This module is a free Python package tools supporting Pyspark for time series treatment and exploration of big data in Climate research.
This README file is intended primarily for people interested in working with the spark_ts source code available in https://github.com/jaglima/spark_ts
This package is open source software made available under GNU license. Please see the LICENSE file for further details.
You may have to build and install Spark_ts. Download and unzip the source code, go to this directory at the command line, and type:
python setup.py build sudo python setup.py install
You can replace python
with a specific version, e.g. python3.5
.
By using pip (available Python 2.7.9 onwards, and Python 3.4 onwards) to install this package, let:
cd spark_ts/ pip install .
We currently recommend using Python 3.5 from http://www.python.org
Spark_ts requires basically Pyspark SQL packges.
- For testing suite you must intall Pandas package.

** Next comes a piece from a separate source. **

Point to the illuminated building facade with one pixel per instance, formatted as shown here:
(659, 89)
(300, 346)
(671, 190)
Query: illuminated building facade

First, make sure that Pyspark is installed correctly. Second, we recommend you install NumPy (see above). Then install Spark_ts.

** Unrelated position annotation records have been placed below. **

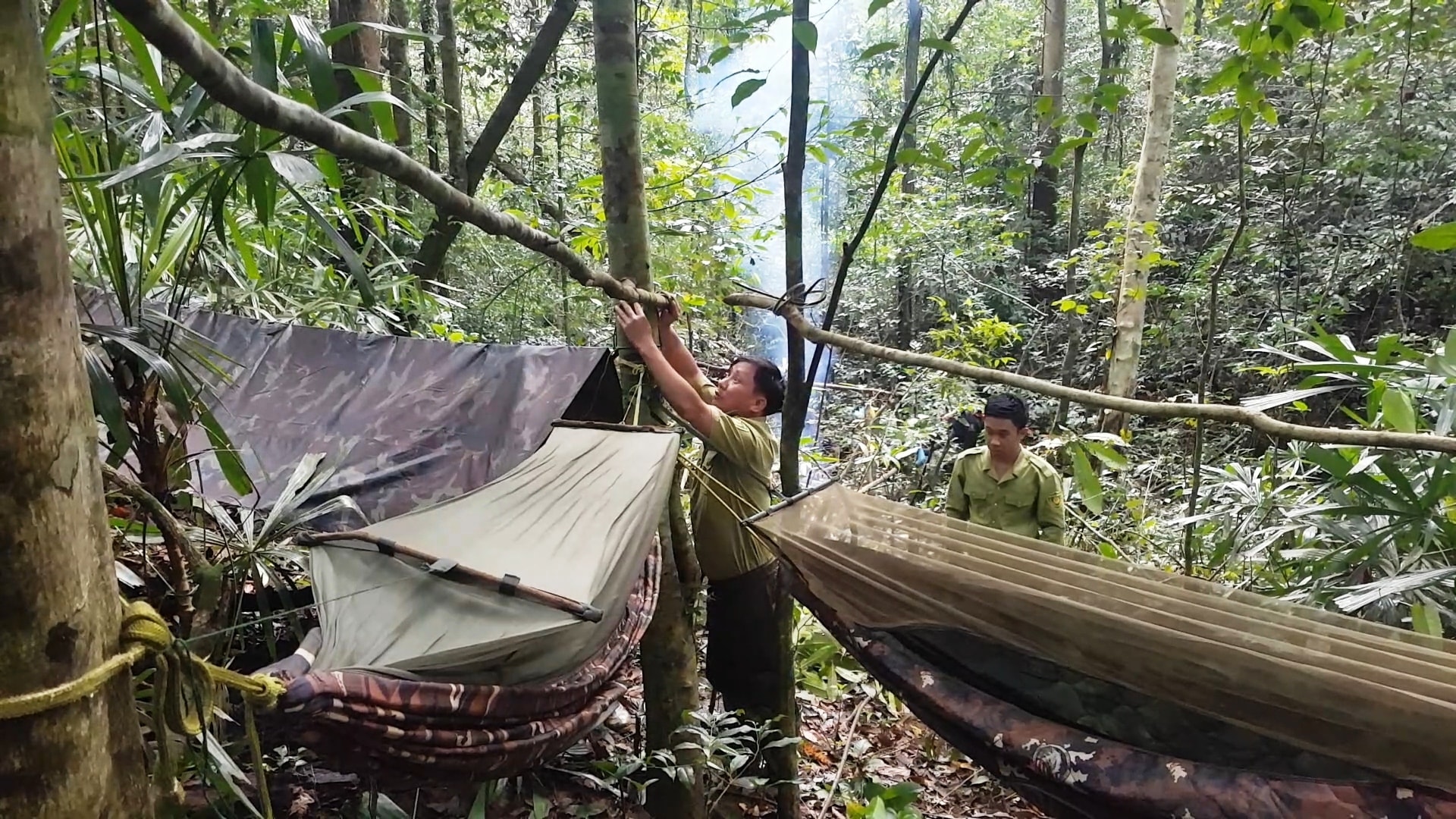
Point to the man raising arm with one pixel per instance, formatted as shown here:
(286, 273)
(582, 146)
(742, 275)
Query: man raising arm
(742, 572)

Installation from source should be as simple as going to the spark_ts source code directory, and typing:
python setup.py build python setup.py test sudo python setup.py install
If you need to do additional configuration, e.g. changing the base directory, please type python setup.py, or see the documentation here:
In development
This package is in experimental code phase. Use it at your own risk.
- README -- This file.
- LICENSE -- What you can do with the code.
- MANIFEST.in -- Tells distutils what files to distribute.
- setup.py -- Installation file.
- spark_ts/ -- The main code base code.
- Doc/ -- Documentation.
- Tests/ -- Testing code including sample data files.